Singapour : le site New Naratif poursuivi pour avoir couvert les élections législatives

La police a interrogé le directeur du site d’information et perquisitionné son domicile en raison de cinq publications sur Facebook jugées comme des “activités électorales illégales". Reporters sans frontières (RSF) appelle le bureau du Premier ministre à abandonner les charges absurdes qui pèsent contre le média.

A Singapour, en période d’élection, un journaliste peut être jeté en prison pour sa couverture de la campagne électorale. C’est l’absurde expérience vécue par Thum Ping Tjin, directeur du site d’information New Naratif, convoqué par la police le 21 septembre dernier et interrogé pendant quatre heures et demi. Avant de voir son domicile perquisitionné, et son téléphone et son ordinateur portable saisis.


La police a agi à la suite d’une plainte déposée par l'Agence des élections de Singapour (Singapore Elections Department, SED), rattachée directement au bureau du Premier ministre. En cause, cinq publications postées entre le 26 avril et le 6 juillet par New Naratif sur Facebook, que le site a soutenu financièrement pour les faire remonter dans le fil d’actualité des abonnés en amont des élections législatives qui ont eu lieu le 10 juillet dernier. 

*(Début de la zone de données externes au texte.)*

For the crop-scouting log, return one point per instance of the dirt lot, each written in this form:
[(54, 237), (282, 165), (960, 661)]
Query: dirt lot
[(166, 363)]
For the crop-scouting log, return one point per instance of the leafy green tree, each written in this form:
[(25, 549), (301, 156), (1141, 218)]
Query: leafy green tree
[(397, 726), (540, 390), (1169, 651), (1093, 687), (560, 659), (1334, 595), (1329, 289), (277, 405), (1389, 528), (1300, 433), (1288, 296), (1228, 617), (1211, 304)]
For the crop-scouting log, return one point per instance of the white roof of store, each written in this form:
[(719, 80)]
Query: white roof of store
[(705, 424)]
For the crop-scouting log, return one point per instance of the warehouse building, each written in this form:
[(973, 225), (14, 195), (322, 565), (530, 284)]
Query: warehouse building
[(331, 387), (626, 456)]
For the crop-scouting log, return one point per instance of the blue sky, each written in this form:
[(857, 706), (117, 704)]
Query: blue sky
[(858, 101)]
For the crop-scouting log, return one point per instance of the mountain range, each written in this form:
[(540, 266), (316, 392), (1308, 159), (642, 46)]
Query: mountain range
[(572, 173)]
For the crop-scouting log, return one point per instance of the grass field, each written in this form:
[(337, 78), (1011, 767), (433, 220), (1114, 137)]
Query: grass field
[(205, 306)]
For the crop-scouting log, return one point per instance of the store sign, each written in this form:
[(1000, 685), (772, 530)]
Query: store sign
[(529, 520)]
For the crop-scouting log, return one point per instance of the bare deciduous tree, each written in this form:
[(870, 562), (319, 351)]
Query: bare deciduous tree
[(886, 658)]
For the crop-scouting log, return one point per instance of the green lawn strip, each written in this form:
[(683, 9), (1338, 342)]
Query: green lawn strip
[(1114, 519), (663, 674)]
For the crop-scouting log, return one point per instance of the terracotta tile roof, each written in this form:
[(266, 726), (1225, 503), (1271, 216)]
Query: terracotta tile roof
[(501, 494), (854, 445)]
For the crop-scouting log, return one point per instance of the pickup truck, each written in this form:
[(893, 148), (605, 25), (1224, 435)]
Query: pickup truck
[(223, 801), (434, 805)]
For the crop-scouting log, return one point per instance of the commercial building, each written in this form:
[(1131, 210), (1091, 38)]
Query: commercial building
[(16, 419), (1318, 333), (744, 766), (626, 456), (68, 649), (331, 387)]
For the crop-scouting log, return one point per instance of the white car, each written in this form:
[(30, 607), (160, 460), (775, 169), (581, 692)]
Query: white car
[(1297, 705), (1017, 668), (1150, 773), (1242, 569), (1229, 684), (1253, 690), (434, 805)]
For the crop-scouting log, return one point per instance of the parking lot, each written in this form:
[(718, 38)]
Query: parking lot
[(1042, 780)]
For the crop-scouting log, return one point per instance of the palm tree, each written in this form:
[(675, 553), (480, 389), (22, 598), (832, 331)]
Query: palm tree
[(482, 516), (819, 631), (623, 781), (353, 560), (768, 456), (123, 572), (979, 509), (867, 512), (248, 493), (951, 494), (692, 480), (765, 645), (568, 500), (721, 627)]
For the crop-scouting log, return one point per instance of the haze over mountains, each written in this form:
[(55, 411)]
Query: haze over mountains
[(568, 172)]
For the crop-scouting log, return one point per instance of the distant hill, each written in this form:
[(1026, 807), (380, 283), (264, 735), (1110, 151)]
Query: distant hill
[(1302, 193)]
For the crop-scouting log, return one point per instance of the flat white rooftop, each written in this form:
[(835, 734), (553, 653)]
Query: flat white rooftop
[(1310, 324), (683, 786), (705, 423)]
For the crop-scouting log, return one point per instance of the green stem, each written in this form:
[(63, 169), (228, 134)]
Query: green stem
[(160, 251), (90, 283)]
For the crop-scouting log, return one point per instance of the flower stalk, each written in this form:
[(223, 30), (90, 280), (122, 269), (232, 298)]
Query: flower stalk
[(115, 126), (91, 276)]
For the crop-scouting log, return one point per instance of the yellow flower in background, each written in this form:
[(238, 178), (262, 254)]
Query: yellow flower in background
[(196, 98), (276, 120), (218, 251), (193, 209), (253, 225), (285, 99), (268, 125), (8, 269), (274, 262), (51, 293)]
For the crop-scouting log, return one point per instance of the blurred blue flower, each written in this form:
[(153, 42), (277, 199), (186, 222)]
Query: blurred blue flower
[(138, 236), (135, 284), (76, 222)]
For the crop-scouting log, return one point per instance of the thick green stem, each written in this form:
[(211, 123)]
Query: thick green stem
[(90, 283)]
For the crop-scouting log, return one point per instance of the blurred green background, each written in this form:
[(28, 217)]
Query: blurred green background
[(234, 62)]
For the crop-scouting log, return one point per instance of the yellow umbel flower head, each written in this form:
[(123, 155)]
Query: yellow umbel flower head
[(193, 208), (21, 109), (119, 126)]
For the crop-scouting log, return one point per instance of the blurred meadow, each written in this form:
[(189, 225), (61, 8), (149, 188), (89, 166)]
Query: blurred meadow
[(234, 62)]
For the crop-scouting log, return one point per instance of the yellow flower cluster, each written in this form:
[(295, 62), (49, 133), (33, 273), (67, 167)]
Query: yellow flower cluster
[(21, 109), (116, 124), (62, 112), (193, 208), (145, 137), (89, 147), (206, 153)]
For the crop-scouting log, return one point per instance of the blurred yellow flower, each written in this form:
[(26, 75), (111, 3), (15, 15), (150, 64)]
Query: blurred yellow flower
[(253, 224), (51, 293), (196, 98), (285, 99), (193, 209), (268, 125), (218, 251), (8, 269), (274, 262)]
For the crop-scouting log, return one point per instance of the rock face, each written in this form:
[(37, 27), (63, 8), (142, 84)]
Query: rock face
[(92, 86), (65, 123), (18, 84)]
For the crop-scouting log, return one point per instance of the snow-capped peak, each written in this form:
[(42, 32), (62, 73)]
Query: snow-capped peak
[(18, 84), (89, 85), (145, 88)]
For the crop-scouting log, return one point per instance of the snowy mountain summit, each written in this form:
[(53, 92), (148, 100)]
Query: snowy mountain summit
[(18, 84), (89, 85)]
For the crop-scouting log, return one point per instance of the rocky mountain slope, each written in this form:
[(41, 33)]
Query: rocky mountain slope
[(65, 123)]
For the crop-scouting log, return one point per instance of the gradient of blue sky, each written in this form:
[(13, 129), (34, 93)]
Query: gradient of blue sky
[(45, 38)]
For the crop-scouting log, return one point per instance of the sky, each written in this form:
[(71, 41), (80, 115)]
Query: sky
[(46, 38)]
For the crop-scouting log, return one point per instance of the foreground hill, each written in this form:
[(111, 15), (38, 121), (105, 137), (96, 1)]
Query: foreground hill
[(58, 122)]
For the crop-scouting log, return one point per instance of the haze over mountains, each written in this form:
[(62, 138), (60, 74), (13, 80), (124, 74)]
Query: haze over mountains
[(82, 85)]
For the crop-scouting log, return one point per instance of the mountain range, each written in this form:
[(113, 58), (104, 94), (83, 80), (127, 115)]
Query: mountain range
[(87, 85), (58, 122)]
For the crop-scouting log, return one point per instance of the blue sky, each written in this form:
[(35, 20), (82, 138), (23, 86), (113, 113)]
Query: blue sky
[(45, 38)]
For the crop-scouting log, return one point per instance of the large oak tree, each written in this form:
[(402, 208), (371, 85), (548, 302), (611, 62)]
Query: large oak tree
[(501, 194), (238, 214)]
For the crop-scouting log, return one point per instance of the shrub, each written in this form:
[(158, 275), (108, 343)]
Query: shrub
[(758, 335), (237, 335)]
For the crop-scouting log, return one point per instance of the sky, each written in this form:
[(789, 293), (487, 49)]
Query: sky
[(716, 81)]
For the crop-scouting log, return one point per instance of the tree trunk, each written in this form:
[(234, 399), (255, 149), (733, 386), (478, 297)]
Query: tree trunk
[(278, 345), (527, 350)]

Considérant qu’il s’agit “de publicités payées qui reviennent à la conduite illégale d’activité électorale”, le SED a fait supprimé les posts en question, au prétexte que le site a violé la Loi sur les élections parlementaires. Aucune définition précise n’est pourtant donnée dans le texte de ce que consiste une “activité électorale”.


Accusations pathétiques


A titre comparatif, si New Naratif reconnaît avoir fait remonter huit autres publications en amont des élections, l'agence AsiaOne, détenue en majorité par un groupe de presse contrôlé par le gouvernement, a pour sa part soutenu financièrement 240 publications durant le seule période de campagne officielle, entre le 30 juin et le 10 juillet - dont au moins 150 concernent directement les élections et le parti au pouvoir. Aucun de ces posts sponsorisés n’a été considéré par les autorités comme “activité électorale illégale”.


“Nous appelons le bureau du Premier ministre Lee Hsien Loong a abandonner immédiatement les charges qu’il fait porter contre New Naratif, déclare Daniel Bastard, responsable du bureau Asie-Pacifique de RSF. Le seul crime du site a été de relayer une information indépendante aux citoyens singapouriens, au-delà de la propagande gouvernementale, durant une période d’élections absolument déterminante." 


“Zone noire”


A Singapour, à force de concentration économique et d'alignements politiques, l’ensemble de la presse grand public s’aligne sur le discours des autorités. Les quelques blogueurs, ou les sites Internet, comme New Naratif, qui tentent de livrer une information fiable sont l’objet de harcèlement et d’intimidation lancés souvent par le Premier ministre Lee Hsien Loong lui-même. 


Ainsi, en septembre 2019, le rédacteur en chef du site The Online Citizen, Terry Xu, a dû affronter une armée d'avocats lancés contre lui pour un article qui aurait causé “souffrance et préjudice” au chef de l’exécutif.


Le blogueur Leong Sze Hian, pour sa part, risque toujours deux ans de prison en raison d’une plainte pour diffamation parce qu’il a partagé sur sa page Facebook le 6 novembre un article du site malaisien TheCoverage.my.


Entrée officiellement en 2020 dans la “zone noire” du Classement mondial de la liberté de la presse, à savoir une “situation très grave”, la Cité-Etat de Singapour est classée 158ème sur 180 pays, en chute de sept places par rapport à 2019.